O dönemin önder psikologları ise gizli-açık "modern peygamber" muamelesi gördüler.
Modern psikoloji aydınlanma hareketinin sonucudur.
Fransız ve Amerikan ihtilalleri, din ve düşünce hürriyeti, eşitlik, sosyal devlet ve eğitim reformu gibi Batı medeniyetinin erdemleri ortaya çıkarken inanılmaz derecede akılcılığı öne çıkaran bu hareket delice noktalara da vardı:
Mesela Atlantis kavramı ortaya atıldı!
Akıl fanatizminin darına düşenler sezgi ve ilhamı yeniden keşfettiler. Romantikler bu durumda kurtuluşu tabiatta bulacaklarını sandılar. Batılı insan alacakaranlık bir dünyada el yordamıyla harıl harıl ilahi hikmeti arıyordu!
İnsanın görünmeyen bilinçdışı bir denizde yüzdüğü keşfedilmişti.
Asırlardır sahilde yaşamış birey bir denizaltı âleminin olduğunu idrak ediyordu.
İlahi kaynaklı bütün dinler insan bilincini bilinç dışı alanları kapsayacak şekilde genişletmişti. Ama insan unutkandı...
Aradaki fark, insanlığın bu arayışı orkestra şefi olmadan şefsiz icra etmesinde gizliydi. Şefe küskün Avrupa insanı için her müzisyen bir şefti.
Zaten Freud'dan çok önce psikanaliz dinden kopmuş, yaratıcıya dargın metafizik gerilimdeki Batı insanı için bir umut kapısı olmuştu. Bu miras, "insanın yok etme süreci, var etme sürecine baskındır" diyen bir tohumdan filizleniyordu.
Yani insan en başında kötüdür inancından...
Yok etme, yok olma ve ölüm dürtüsü nihai hedefti artık.
Bu karamsar, insanı aşağılayan sözde bilimsel hezeyanlar çağdaş tüketim toplumlarının bunalımlı insanlarını anlamak için kilit noktalar aslında. Freud ve psikanaliz, ego-benlik tahminleriyle Batı dünyasının düşünce yapısını ve insana bakış tarzını derinden etkilemiş; özellikle Hollywood ve televizyon vasıtasıyla bütün dünyaya yayılmıştır.
İlahi referans yani vahiy ortadan kalkınca hakikat parça parça tezahür etmiş ve maalesef "karanlık odada filin kuyruğu yılan" zannedilmiştir!

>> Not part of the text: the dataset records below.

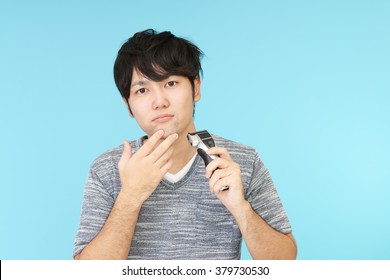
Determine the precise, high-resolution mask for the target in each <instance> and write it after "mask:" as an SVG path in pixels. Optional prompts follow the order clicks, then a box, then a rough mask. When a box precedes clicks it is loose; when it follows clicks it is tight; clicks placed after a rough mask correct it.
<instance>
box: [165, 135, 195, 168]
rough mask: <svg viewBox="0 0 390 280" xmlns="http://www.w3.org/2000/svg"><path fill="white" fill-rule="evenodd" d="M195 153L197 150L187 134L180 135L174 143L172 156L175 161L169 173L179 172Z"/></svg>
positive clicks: (173, 159) (174, 160)
mask: <svg viewBox="0 0 390 280" xmlns="http://www.w3.org/2000/svg"><path fill="white" fill-rule="evenodd" d="M194 131H195V130H194ZM190 132H193V131H190ZM195 154H196V150H195V149H194V148H193V147H192V146H191V144H190V143H189V142H188V139H187V134H182V135H179V138H178V139H177V140H176V141H175V143H174V144H173V154H172V157H171V158H172V161H173V163H172V167H171V168H170V169H169V173H172V174H176V173H177V172H179V171H180V170H181V169H182V168H183V167H184V166H185V165H186V164H187V163H188V162H189V161H190V159H191V158H192V157H193V156H194V155H195Z"/></svg>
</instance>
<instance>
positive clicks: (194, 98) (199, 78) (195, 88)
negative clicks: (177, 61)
mask: <svg viewBox="0 0 390 280" xmlns="http://www.w3.org/2000/svg"><path fill="white" fill-rule="evenodd" d="M200 84H201V81H200V77H199V76H196V78H195V80H194V102H198V101H199V100H200V96H201V94H200Z"/></svg>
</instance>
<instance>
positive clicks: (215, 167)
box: [206, 158, 229, 178]
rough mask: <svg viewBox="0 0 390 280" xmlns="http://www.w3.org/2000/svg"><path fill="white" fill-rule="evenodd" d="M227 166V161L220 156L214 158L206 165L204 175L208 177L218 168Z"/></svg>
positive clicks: (211, 174) (208, 177)
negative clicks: (204, 172) (214, 158)
mask: <svg viewBox="0 0 390 280" xmlns="http://www.w3.org/2000/svg"><path fill="white" fill-rule="evenodd" d="M227 167H229V161H227V160H225V159H222V158H216V159H214V160H212V161H211V162H210V163H209V164H208V165H207V166H206V177H207V178H210V177H211V176H212V174H213V173H214V172H215V170H217V169H218V168H219V169H224V168H227Z"/></svg>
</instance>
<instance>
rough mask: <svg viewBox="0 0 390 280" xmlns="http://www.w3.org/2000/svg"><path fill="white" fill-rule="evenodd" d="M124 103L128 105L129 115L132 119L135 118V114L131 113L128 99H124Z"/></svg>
mask: <svg viewBox="0 0 390 280" xmlns="http://www.w3.org/2000/svg"><path fill="white" fill-rule="evenodd" d="M122 100H123V102H124V103H125V105H126V108H127V112H128V113H129V115H130V117H132V118H134V116H133V113H132V112H131V109H130V103H129V101H128V100H127V99H126V98H124V97H123V98H122Z"/></svg>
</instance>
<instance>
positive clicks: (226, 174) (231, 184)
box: [206, 147, 246, 213]
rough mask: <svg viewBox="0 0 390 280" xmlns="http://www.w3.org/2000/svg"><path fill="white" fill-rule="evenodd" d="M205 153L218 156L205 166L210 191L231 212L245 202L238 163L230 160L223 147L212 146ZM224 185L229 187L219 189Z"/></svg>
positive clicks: (226, 151)
mask: <svg viewBox="0 0 390 280" xmlns="http://www.w3.org/2000/svg"><path fill="white" fill-rule="evenodd" d="M207 154H209V155H217V156H219V157H217V158H216V159H214V160H213V161H211V162H210V163H209V164H208V165H207V167H206V176H207V178H209V179H210V181H209V187H210V191H211V192H213V193H214V194H215V195H216V196H217V197H218V198H219V200H220V201H221V202H222V203H223V204H224V205H225V206H226V208H227V209H228V210H229V211H230V212H232V213H233V212H234V211H236V210H238V209H240V208H241V207H242V205H243V204H244V203H245V202H246V200H245V197H244V187H243V185H242V179H241V169H240V165H238V164H237V163H236V162H234V161H233V160H232V158H231V157H230V155H229V153H228V151H227V150H226V149H225V148H221V147H213V148H210V149H209V150H208V151H207ZM224 186H229V189H228V190H225V191H221V189H222V188H223V187H224Z"/></svg>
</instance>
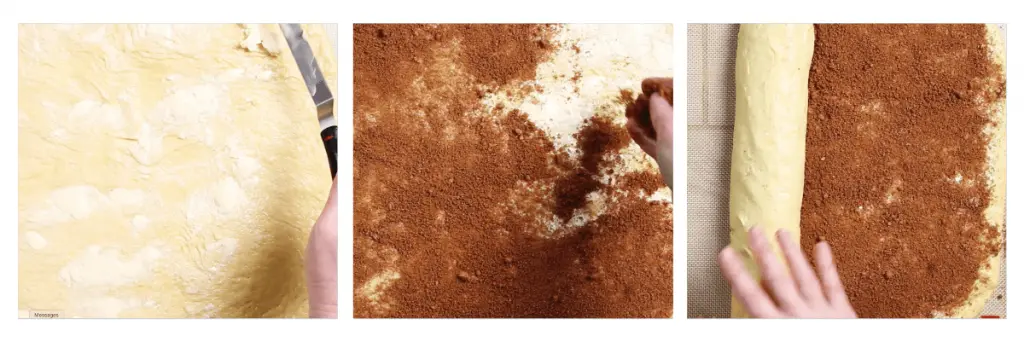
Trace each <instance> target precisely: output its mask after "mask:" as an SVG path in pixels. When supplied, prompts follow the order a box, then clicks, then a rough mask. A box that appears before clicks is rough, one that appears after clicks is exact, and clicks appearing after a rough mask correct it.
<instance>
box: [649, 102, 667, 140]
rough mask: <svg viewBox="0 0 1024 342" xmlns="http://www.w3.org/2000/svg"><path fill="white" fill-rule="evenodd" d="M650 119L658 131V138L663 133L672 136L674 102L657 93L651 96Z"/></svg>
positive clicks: (658, 139) (661, 138)
mask: <svg viewBox="0 0 1024 342" xmlns="http://www.w3.org/2000/svg"><path fill="white" fill-rule="evenodd" d="M649 105H650V121H651V125H653V126H654V132H656V133H657V138H658V140H660V139H662V136H663V134H664V135H667V137H668V138H670V139H671V138H672V104H669V101H668V100H666V99H665V97H662V95H658V94H657V93H654V94H651V96H650V104H649Z"/></svg>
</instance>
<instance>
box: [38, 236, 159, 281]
mask: <svg viewBox="0 0 1024 342" xmlns="http://www.w3.org/2000/svg"><path fill="white" fill-rule="evenodd" d="M162 256H163V253H161V252H160V250H158V249H156V248H154V247H152V246H147V247H143V248H142V249H140V250H139V251H138V252H136V253H135V255H133V256H132V257H130V258H128V259H127V260H122V259H123V258H122V255H121V251H120V250H119V249H115V248H108V249H103V248H101V247H99V246H95V245H93V246H90V247H88V248H87V249H86V250H85V252H84V253H82V255H81V256H79V257H78V258H76V259H74V260H72V261H71V262H69V263H68V265H66V266H65V267H63V268H61V269H60V271H59V272H58V274H57V275H58V277H59V279H60V281H61V282H63V284H65V286H67V287H69V288H78V287H85V288H88V287H99V286H109V287H120V286H124V285H128V284H132V283H135V282H138V281H141V280H144V279H145V277H147V276H150V275H151V273H152V271H153V266H154V264H155V263H156V261H157V260H159V259H160V258H161V257H162Z"/></svg>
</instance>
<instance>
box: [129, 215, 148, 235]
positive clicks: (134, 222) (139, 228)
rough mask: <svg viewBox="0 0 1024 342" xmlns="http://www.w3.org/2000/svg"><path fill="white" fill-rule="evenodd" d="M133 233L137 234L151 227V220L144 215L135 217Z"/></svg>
mask: <svg viewBox="0 0 1024 342" xmlns="http://www.w3.org/2000/svg"><path fill="white" fill-rule="evenodd" d="M131 225H132V233H134V234H137V233H139V232H140V231H142V230H145V228H148V227H150V218H148V217H145V216H142V215H135V217H132V219H131Z"/></svg>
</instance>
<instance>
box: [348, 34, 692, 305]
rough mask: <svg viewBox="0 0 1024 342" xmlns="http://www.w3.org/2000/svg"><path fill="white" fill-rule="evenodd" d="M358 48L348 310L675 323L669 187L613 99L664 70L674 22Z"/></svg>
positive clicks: (667, 74) (447, 40) (431, 36)
mask: <svg viewBox="0 0 1024 342" xmlns="http://www.w3.org/2000/svg"><path fill="white" fill-rule="evenodd" d="M353 39H354V65H355V70H354V79H355V99H354V104H355V113H354V117H355V119H354V128H355V140H354V145H355V152H354V162H355V166H354V184H353V185H354V195H355V199H354V201H355V208H354V213H355V217H354V221H355V226H354V230H355V231H354V246H353V259H354V264H353V269H354V274H353V279H354V283H355V284H354V288H353V289H352V291H353V293H352V296H353V300H354V311H355V312H354V314H355V316H357V317H666V316H671V315H672V303H673V300H672V299H673V294H672V276H673V274H672V250H673V247H672V236H673V230H672V204H671V195H670V193H669V190H668V188H667V187H665V186H664V183H663V181H662V179H660V176H659V175H658V174H657V173H656V166H655V165H654V163H653V161H652V160H651V159H649V158H648V157H646V156H645V155H644V154H643V152H641V151H640V148H639V147H638V146H636V145H635V144H633V143H632V141H631V140H630V138H629V135H628V133H627V132H626V129H625V127H624V124H625V121H626V120H625V119H626V118H625V110H626V105H625V101H624V100H623V98H624V97H632V94H636V93H639V92H640V90H641V89H640V88H641V81H642V80H643V79H645V78H647V77H671V75H672V70H673V69H672V27H671V26H662V25H566V26H561V25H558V26H547V25H440V26H435V25H359V26H355V29H354V37H353ZM624 89H625V90H627V92H632V94H630V95H631V96H624V94H623V90H624Z"/></svg>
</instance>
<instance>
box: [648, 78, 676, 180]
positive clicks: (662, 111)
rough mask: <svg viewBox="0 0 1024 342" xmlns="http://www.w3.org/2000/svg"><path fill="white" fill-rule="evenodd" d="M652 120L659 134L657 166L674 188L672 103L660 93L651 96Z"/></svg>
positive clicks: (657, 153) (657, 139)
mask: <svg viewBox="0 0 1024 342" xmlns="http://www.w3.org/2000/svg"><path fill="white" fill-rule="evenodd" d="M649 105H650V121H651V125H652V126H654V132H655V133H656V134H657V141H655V143H656V145H657V146H656V148H655V149H656V151H657V157H656V158H655V159H656V160H657V167H658V169H660V171H662V178H664V179H665V183H666V184H667V185H669V188H672V180H673V172H672V170H673V169H672V167H673V166H672V105H671V104H669V101H667V100H665V98H664V97H662V96H660V95H658V94H656V93H655V94H653V95H651V96H650V104H649Z"/></svg>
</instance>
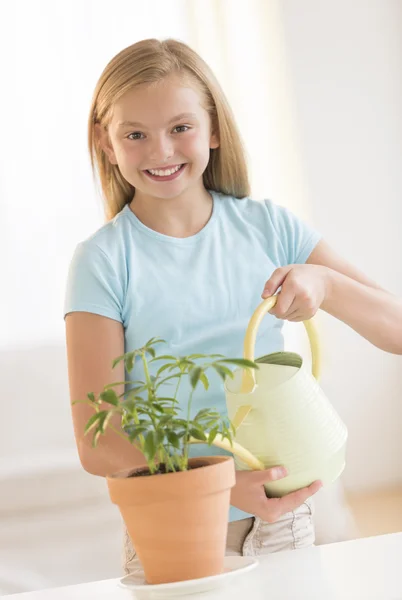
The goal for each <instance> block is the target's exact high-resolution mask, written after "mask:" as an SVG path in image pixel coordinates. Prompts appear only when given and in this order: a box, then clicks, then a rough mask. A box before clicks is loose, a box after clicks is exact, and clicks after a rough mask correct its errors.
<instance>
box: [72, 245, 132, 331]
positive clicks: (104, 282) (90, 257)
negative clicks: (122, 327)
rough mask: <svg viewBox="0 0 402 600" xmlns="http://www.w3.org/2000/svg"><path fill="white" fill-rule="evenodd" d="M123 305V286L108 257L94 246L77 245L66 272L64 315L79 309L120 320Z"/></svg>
mask: <svg viewBox="0 0 402 600" xmlns="http://www.w3.org/2000/svg"><path fill="white" fill-rule="evenodd" d="M122 306H123V289H122V285H121V282H120V281H119V278H118V276H117V273H116V271H115V269H114V268H113V264H112V262H111V260H110V259H109V257H108V256H107V255H106V254H105V252H104V251H103V250H102V249H101V248H100V247H98V246H96V245H89V244H88V243H87V242H83V243H81V244H79V245H78V246H77V248H76V250H75V252H74V255H73V258H72V261H71V264H70V268H69V272H68V277H67V286H66V295H65V303H64V316H66V315H67V314H68V313H71V312H77V311H82V312H91V313H95V314H97V315H101V316H104V317H109V318H110V319H114V320H116V321H120V322H123V318H122Z"/></svg>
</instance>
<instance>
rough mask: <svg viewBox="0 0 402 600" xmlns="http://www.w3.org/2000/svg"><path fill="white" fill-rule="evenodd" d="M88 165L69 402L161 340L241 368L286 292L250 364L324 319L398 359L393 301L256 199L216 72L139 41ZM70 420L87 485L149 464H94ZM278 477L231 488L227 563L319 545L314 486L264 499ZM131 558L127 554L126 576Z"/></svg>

Niçe (Nietzsche) gibi bir deha da aynı rehbersiz arayışın sonucunda ölünceye kadar içinden çıkamayacağı bir psikozla yaşamış; ölen tanrının yerine geçirmeye çalıştığı üstün insan ile birlikte trajik biçimde düşmüştür.
Niçe, Darwin, Marks'la birlikte Freud, peygamberlik kompleksleriyle bölük pörçük giderlerken; artlarında bize bu egoist, narsist, aldatma ve yalan üstüne kurulmuş insan tasavvurunu bıraktılar.
Bugün onunla boğuşuyoruz.
Eğer biz eşrefi mahlûkattan, yaratılmışların en hayırlısından, Allah'ın halifesi bir Hz İnsan'dan bahsediyorsak Freud'la kapışacağız. Çaremiz yok!
Yani "Freud'dur babam, karanlığın askeri midir?"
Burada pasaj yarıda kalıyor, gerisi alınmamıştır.